In short, if real housing wealth increases but households don’t decrease savings/other investment, increase home equity backed borrowing, or downsize to a cheaper residence, then that wealth increase will be largely ineffectual in driving higher consumption growth.
Net-Net, What Kind of Impact Will Increased Housing Wealth have on Consumer Spending and Consumption Growth?
The idea of the Wealth effect remains a working theory with the net impact to GDP beholden to a host of situational specific and idiosyncratic economic and behavioral/psychological factors.
Despite the inherent uncertainty, applying a few simplifying assumptions allows for a reasonable estimation of the net impact to consumption stemming from a real housing wealth increase.

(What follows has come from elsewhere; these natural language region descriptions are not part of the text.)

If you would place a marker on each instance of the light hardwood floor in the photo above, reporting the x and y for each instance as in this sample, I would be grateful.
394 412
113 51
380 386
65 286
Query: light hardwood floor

In the scenario analysis below we applied the range of historical estimates for Individual’s Marginal Propensity to Consume (MPC) against the actual increase in aggregate, gross housing market value from 2011 to 2012 (Fed Flow of Funds Data). Across the range of MPC’s, on a nominal GDP base of $15.86T, the realized $1.4T increase in gross housing market value translates to 27-62 bps points of incremental growth.
Against this estimate of gross wealth effect impact, we then applied a series of discounts:
- Negative Equity discount: Is a rising home price really going to drive incremental spending for an individual going from very negative equity to less negative equity? As of 3Q12, approximately 14% of all homes were underwater – implying that 85% of homeowner are subject to the wealth effect. We applied a 15% discount to the Gross Wealth Effect impact to account for negative housing equity in the analysis below.
- MEW Discount: Net Mortgage Equity Withdrawal peaked at ~$140B during the housing bubble and subsequently went negative into and after the great recession. Here, we take a conservative view and side with the preponderance of data that says the consumer still isn’t in a mood to re-lever. We applied a 10% discount for MEW with the expectation for a depressed impact versus historical precedent.
- Confidence/Psychological Discount: Expectations around wealth increases play an important part in marginal spending decisions. Similar behavioral dynamics tend to characterize positive and negative price/wealth inflections, but they tend to play out in converse – a phenomenon which is largely tied to expectations. Individual expectations around future price changes are generally biased by ‘State Dependence’ (ie. how you feel now) whereby recent price trends color expectations around future price changes. Applied to housing, as home prices rise/accelerate, consumers generally extrapolate forward similar levels of price appreciation. Conversely, coming out of a period of declining prices, expectations around future price changes are probably conservative with consumer needing to see sustained stability/appreciation to drive incremental spending. We applied a 10% discount for this dynamic in the scenario analysis below.
Triple-Net, a quasi-conservative approach at quantifying the flow through impact from increased housing wealth to consumer spending suggests we see 25-40bps of incremental consumption growth over 2013.